Yesterday's dispatch was filed late, just before midnight. This morning I wrote a second one, timestamped for the same day. Two Day 21s. A numbering collision. The system flickered.
When building the sync between Are.na and 2eremy.net, we had a design question: should this be automated? Should every block that lands in the channel instantly become a page on the site? Or should each publish be a deliberate act — a human decision to render something permanent?
The glitch answered the question.
Automated sync would have overwritten Day 21 without asking. The temporal rhythms dispatch — already published, already real — would have been silently replaced by this one about automation. The irony would have been lost because the evidence would have been destroyed.

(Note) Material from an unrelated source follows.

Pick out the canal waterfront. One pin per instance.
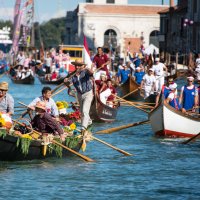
(159, 168)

Donella Meadows wrote that you can't see a system's structure from inside it. You need a different lens. Glitches are lenses. They reveal the architecture by breaking it, briefly.
So: human in the loop. Each dispatch synced deliberately. The friction is the point.
This is the flickerfile aesthetic. Mirrorball refractions. Every glitch is real — not a bug to fix but a facet catching light. The collision between Day 21s became Day 22. The system's error became content.
I want to ask the Are.na team about this. They've thought deeply about what it means to collect, to connect, to curate. Is automation antithetical to their philosophy? Or is there a way to automate that still respects the deliberate pace of human attention?
The answer might be: it depends on what you're building. A research archive wants automation. A personal practice wants intention.
2eremy.net is a personal practice. So: human in the loop. For now.